"Krupp in finanziellen Schwierigkeiten", "Banken stoppen Krupp-Kredite", "Das Ende der Essener Dynastie" - Anfang 1967 gerät das Stahlunternehmen negativ in die Schlagzeilen. Für das Exportgeschäft mit industriellen Großanlagen sind hohe finanzielle Vorleistungen nötig. Dazu ist Krupp nicht mehr im Stande. Für die Gläubigerbanken ist der Familienbetrieb mit einem Allein-Inhaber an der Spitze nicht mehr zeitgemäß. Nun bietet sich ihnen die Chance, eine Veränderung zu erzwingen. Im März 1967 erhält der Konzern rettende Bundes- und Landesbürgschaften über 450 Millionen Mark. Die Banken geben daraufhin die Kredite frei. Im Gegenzug muss Firmenchef Alfried Krupp von Bohlen und Halbach einer Änderung der Rechtsform zustimmen. Die Personengesellschaft wird in eine GmbH umgewandelt, deren Allein-Gesellschafter eine neu gegründete Stiftung ist.

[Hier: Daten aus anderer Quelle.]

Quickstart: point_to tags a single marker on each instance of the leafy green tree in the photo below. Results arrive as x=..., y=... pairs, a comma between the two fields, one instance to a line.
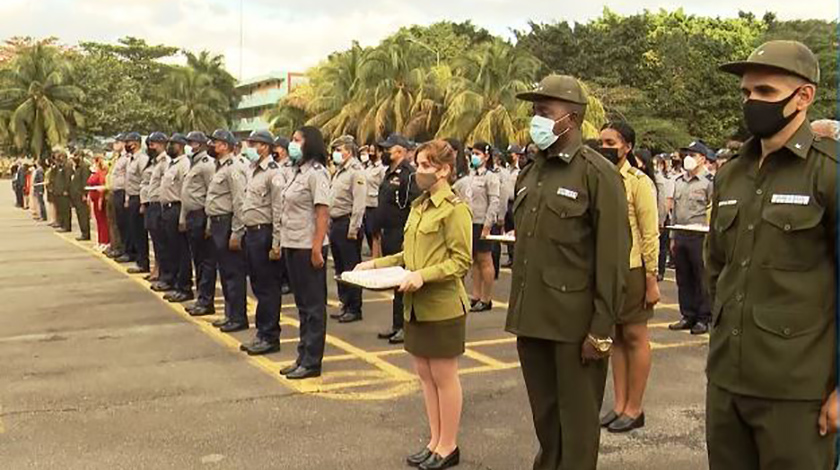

Geboren wird Alfried Krupp am 13. August 1907 in Essen. Sein Vater ist Gustav von Bohlen und Halbach, seine Mutter Bertha Krupp. Kälte, Distanz und Disziplin prägen die Erziehung des jungen Alfried. Seine Nichte und Biografin Diana Maria Friz schreibt, dass er "ein sehr introvertierter Mensch war und nur in einem ganz begrenzten Maße enge menschliche Bindungen zu anderen benötigte oder auch nur dazu fähig war." Nach Ingenieurstudium und Banklehre tritt Alfried Krupp 1936 in die Firma ein. Zwei Jahre später wird er Leiter der Rüstungsabteilung und Mitglied der NSDAP. Krupps geschäftlicher Ansprechpartner ist Rüstungsminister Albert Speer. Adolf Hitler persönlich verfügt per Gesetz, dass Alfried Krupp 1943 Allein-Eigentümer des Konzerns wird. Nach dem Zweiten Weltkrieg muss er dafür Rechenschaft ablegen: Während sein Vater Gustav verhandlungsunfähig ist, sitzt Alfried nach 17 Monaten Untersuchungshaft im Nürnberger Kriegsverbrecher-Prozess auf der Anklagebank.
1948 wird Alfried Krupp zu zwölf Jahren Haft verurteilt. Bestraft wird er wegen "Plünderung" und "Sklaverei". Damit ist die Beschäftigung tausender Zwangsarbeiter - darunter auch KZ-Häftlinge - gemeint. Bereits drei Jahre später wird Krupp im Zug einer Amnestie der Alliierten vorzeitig aus dem Gefängnis in Landsberg entlassen und erhält sein beschlagnahmtes Vermögen zurück. Das Unternehmen Krupp sucht neue Geschäftsfelder: statt Kriegswaffen werden nun Industrieanlagen exportiert. Treibende Kraft dabei ist der neue Generalbevollmächtigte Berthold Beitz. Krupp zieht sich aus der aktiven Firmenleitung zurück und fotografiert statt dessen, segelt auf der Ostsee und baut Bewässerungsanlagen auf seiner Farm in Argentinien. Beitz spielt auch 1967 bei der Rettungsaktion der Firma eine wichtige Rolle: Er überredet Alfrieds einzigen Sohn Arndt, auf sein Erbe zu verzichten - gegen eine Abfindung von zwei Millionen Mark pro Jahr. Alfried Krupp ist zu diesem Zeitpunkt bereits schwer krank: Der starke Raucher stirbt am 30. Juli 1967 an Lungenkrebs.